[lbo-talk] question on savings

Seth Ackerman sethia at speakeasy.net
Fri Feb 11 20:24:40 PST 2005


From: "Lou Johnson" <loujohnson705 at yahoo.com>


> I've been reading quite a bit lately about the US
> "lack of savings", as in the following from le monde:
>
> "The United States considers itself innocent: it
> refuses to admit that it lives beyond its means
> through weak savings and excessive consumption."
>
> I've also read that the average consumer has a certain
> debt overhang, etc.
>
> Yet I always understood economic bubbles as produced
> by "savings" (excess $) with nothing productive to
> invest in. And currently, I see real estate bubbles,
> stock bubbles, art bubbles, rare book bubbles, e-bay
> bubbles, etc. Seems like recently some on-line gamer
> bought a virtual island for something like $25,000,
> for god's sake!
>
> So my feeling was that it wasn't savings per se, but
> the fact that available savings was concentrated in
> too few hands.
>
> Am I wrong?
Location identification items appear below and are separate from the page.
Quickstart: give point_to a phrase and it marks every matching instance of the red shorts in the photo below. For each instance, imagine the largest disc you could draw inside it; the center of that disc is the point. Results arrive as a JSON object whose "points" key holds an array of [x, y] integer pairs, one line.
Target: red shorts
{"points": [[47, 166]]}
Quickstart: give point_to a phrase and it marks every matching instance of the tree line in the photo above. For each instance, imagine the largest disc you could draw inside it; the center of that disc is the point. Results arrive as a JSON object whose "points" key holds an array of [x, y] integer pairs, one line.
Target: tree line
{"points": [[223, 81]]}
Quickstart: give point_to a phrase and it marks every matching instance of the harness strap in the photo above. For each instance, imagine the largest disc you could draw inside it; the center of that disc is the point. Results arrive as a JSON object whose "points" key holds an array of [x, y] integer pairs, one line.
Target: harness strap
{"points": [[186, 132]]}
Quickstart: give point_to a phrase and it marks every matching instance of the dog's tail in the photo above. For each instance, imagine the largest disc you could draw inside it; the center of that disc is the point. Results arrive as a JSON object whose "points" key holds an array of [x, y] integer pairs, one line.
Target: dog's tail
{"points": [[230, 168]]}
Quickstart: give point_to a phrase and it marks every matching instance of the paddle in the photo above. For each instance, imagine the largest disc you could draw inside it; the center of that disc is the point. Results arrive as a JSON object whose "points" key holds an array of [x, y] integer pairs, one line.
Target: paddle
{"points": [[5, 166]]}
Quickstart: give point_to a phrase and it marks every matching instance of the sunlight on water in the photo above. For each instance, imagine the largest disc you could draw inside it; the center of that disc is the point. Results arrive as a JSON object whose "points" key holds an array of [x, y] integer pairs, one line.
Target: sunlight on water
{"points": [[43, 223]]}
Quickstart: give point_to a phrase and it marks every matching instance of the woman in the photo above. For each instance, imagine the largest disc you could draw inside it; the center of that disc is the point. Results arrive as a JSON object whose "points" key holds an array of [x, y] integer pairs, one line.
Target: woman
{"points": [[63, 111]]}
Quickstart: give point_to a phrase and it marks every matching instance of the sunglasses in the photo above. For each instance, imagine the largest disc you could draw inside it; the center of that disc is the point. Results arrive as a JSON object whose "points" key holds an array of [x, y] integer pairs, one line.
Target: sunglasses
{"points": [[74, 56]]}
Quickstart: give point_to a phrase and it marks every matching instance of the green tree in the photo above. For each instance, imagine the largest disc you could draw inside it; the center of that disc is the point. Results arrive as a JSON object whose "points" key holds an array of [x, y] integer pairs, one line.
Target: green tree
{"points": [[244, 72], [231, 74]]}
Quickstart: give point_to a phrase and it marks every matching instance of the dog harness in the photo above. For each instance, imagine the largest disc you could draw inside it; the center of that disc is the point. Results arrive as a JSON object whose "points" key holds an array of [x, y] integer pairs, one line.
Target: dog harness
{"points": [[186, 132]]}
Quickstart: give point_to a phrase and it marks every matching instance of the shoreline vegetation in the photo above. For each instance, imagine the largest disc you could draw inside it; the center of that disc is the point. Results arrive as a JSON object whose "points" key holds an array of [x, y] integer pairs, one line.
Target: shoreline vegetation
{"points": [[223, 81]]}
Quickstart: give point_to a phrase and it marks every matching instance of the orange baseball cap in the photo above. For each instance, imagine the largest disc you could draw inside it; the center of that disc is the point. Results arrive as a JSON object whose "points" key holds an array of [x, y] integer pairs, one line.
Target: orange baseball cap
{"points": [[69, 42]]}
Could someone explain this "savings"
> thing?

Le Monde was referring to insufficient U.S. *domestic* saving. We generate too little saving at home, so we have to supplement it with foreign savings, mostly in the form of foreign purshases of U.S. bonds. It's probably true that bubbles usually happen when there's a lot of "excess" capital sloshing around. But in the late 90's, for example, a lot of that capital was coming from abroad.